We have all experienced good and inefficient customer service in our time. Our resident HR manager Tina takes a look at what makes for good customer service.
Does it come down to our perception? Or is it different people’s expectations?
Let’s look more closely at this:
You walk into a store/shop - what do you expect?
Hello/Good Morning/ Good Afternoon.
A smile, someone to approach you and ask if they can help?
What is your next expectation?
Most people would say deal with the issue or to deal with the purchase you have a conversation are obtaining.
Let’s take an example:-
I recently purchased packs of balloons for a person leaving our business, but, they had big holes in them and were really not good for the job required. What should I do?
I am not a natural complainer, however, this was going to effect a member of staff’s last day in the business and we all wanted it go well.
I telephoned the company concerned and was asked to email my complaint, which I did accordingly.
A member of staff returned my call and could not apologise enough for the item not being perfect and indicated she was going to check with the supplier and address the content of my complaint. She then asked “ what I would consider would be a fair refund?”. I stated the balloons had cost me £2.00 and she asked if £25.00 refund was good enough. Obviously I was exceptionally happy with this resolution.
Would I be happy to shop their again, as the experience was not good?
I think I would have to think about this further.
Two days later the vouchers arrived in the post and I was exceptionally happy. The lady called me to ensure I had received these vouchers and to check I was happy to continue using the shop again? If I had any further issues/complaints to call her and she would personally ensure these were addressed. Well, I was really pleased and happy with the way the matter was addressed. If I had a complaint in the future I knew who to contact.
A good example of Fantastic service in my opinion!
In contrast...a week later I had to contact a bank about the inefficiency of their service.
This is how this was addressed. “Sorry we have not responded to your complaint, but, the paperwork has not been received, so I will forward the paperwork again.
Three weeks later the necessary paperwork arrived was signed, forwarded registered post to the necessary department of the bank.
Three- ten weeks later the bank discovered they had forwarded the incorrect paperwork; but, this was only discovered after the necessary work had been completed and signed by the business. They did not contact the necessary parties immediately, but waited for a follow up conversation. The signatories were not happy with the way this matter was being addressed and stated so.
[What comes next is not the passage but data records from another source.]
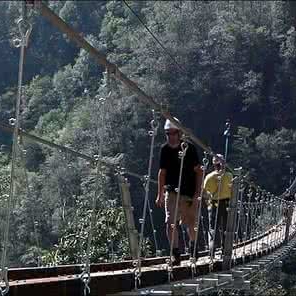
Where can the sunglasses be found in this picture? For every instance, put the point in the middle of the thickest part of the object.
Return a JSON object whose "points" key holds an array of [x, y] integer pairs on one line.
{"points": [[172, 133]]}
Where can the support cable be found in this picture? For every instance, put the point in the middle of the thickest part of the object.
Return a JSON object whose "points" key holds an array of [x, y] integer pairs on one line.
{"points": [[85, 275], [137, 272], [29, 194], [198, 216], [212, 250], [153, 35], [25, 29]]}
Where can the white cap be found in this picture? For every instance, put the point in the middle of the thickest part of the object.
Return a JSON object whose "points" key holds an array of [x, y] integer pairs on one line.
{"points": [[168, 124], [218, 158]]}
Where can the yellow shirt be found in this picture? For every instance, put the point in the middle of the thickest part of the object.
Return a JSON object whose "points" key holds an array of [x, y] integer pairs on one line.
{"points": [[211, 184]]}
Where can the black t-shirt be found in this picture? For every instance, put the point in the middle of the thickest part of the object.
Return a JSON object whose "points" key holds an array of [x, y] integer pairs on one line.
{"points": [[169, 160]]}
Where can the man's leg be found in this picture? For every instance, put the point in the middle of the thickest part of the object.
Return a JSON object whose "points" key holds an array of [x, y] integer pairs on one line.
{"points": [[170, 206], [189, 211]]}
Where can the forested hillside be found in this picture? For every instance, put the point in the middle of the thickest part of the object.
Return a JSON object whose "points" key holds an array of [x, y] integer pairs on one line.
{"points": [[231, 60]]}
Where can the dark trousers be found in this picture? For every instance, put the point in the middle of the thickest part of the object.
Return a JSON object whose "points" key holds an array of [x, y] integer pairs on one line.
{"points": [[221, 222]]}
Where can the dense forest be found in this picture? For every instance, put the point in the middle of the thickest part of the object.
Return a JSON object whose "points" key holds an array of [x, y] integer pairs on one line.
{"points": [[232, 60]]}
Their response was we will reprint the relevant paperwork and forward it in due course.
Point one: Why did they not contact the client at any point and why should the client chase them to do their jobs?
Point two: They are consistently trained in banking to deal with customers and to ensure they are dealt with in a professional manner. What happened on this occasion?
This is an example of bad customer service. WHY?
We did not get what we expected and they did not communicate any concerns they had until, we had to contact them directly ourselves.
Incompetent service is often about mistakes and how they are dealt with, how they can be rectified to the satisfaction of the individual and not a generic conclusion (treat people how YOU would want to be treated. It is always a good rule to follow).
Bad service should not be acceptable and no one should lie down and take it. The sign of a great business is how it deals with complaints. We live in a world where good service should be given and achievable - regardless of staffing levels or other obstacles.